I could argue that kcontrol panels could be redone in KJSEmbed... but im not sure if maintainers are ready for that yet ;)

Cheers
-ian reinhart geiser

by cbcbcb (not verified)

I'm glad to see the fix for 71062, but I still see the same bug occasionally, but now it goes away when the page is reloaded. This makes it hard to reproduce and make a good bug report. If anyone can reproduce this, please see bug #66894.

Thanks to Dirk for his khtml fixes for this week. Much appreciated!

by Alex Exojo (not verified)

I don't like asking questions in the dot, but...

Does this means that a branch has been created? I thought KDE was on freeze, and that features only will be added to HEAD, so that means the KDE_3_2_BRANCH (or something like that) was created.

I don't see anything on kde-devel mailing list :-?

by Derek Kite (not verified)

The new features are in either separate development branches, or kdenonbeta. The core kde release is in strict bug fix mode, until next week or so.
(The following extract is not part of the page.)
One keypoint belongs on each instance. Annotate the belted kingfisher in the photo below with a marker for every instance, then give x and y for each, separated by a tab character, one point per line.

There isn't a 3.2 branch yet.

Derek

by John (not verified)

Nice to see lots of attention on KDE-PIM. I have heard lots of comments about Kontact being a KDE killer app but for commercial businesses Kontact has to work well. For us the other Linux options are: Thunderbird (no organizer or notes, but good mail lists and extra fields), Evolution (no notes, no extra fields but good palm synching and looks polished), and Outlook under Wine (no comment). We see Kontact very close to being best in class. In our business (like most) we need Kontact to have:
a) reliability - Kmail has actually worked very well for us for 2 years but palm synching has been terrible leaving us in a real problem state - maybe the new KPilot integration step is solving that.
b) flexibility - some of the new fields in addressbook will help big-time - with enough fields we can create our own contact manager (heck, we use gnumeric for it right now)
c) security - the announced integration of SpamAssassin is a great, great addition. An easy KMail way to encrypt/decrypt sensitive messages with PGP or VPN would also be good for non-geek types (which managers usually are).
d) completeness - it sadly sounds like many of these changes won't make KDE 3.2 but instead of just having a PIM update later (which many distros or sys admins may put off - I would advocate the changes getting released as a critical KDE upgrade, ie 3.21 so that all users start to get the new fixed Kontact asap. For many buinsesses, it might just be the most important part of KDE.

by Alex (not verified)

Which is better? HBasic or Gambas?

1. Hbasic http://hbasic.sourceforge.net/
2. Gambas http://gambas.sourceforge.net/

by AC (not verified)

What's Style Workshop and/or largeimagelib?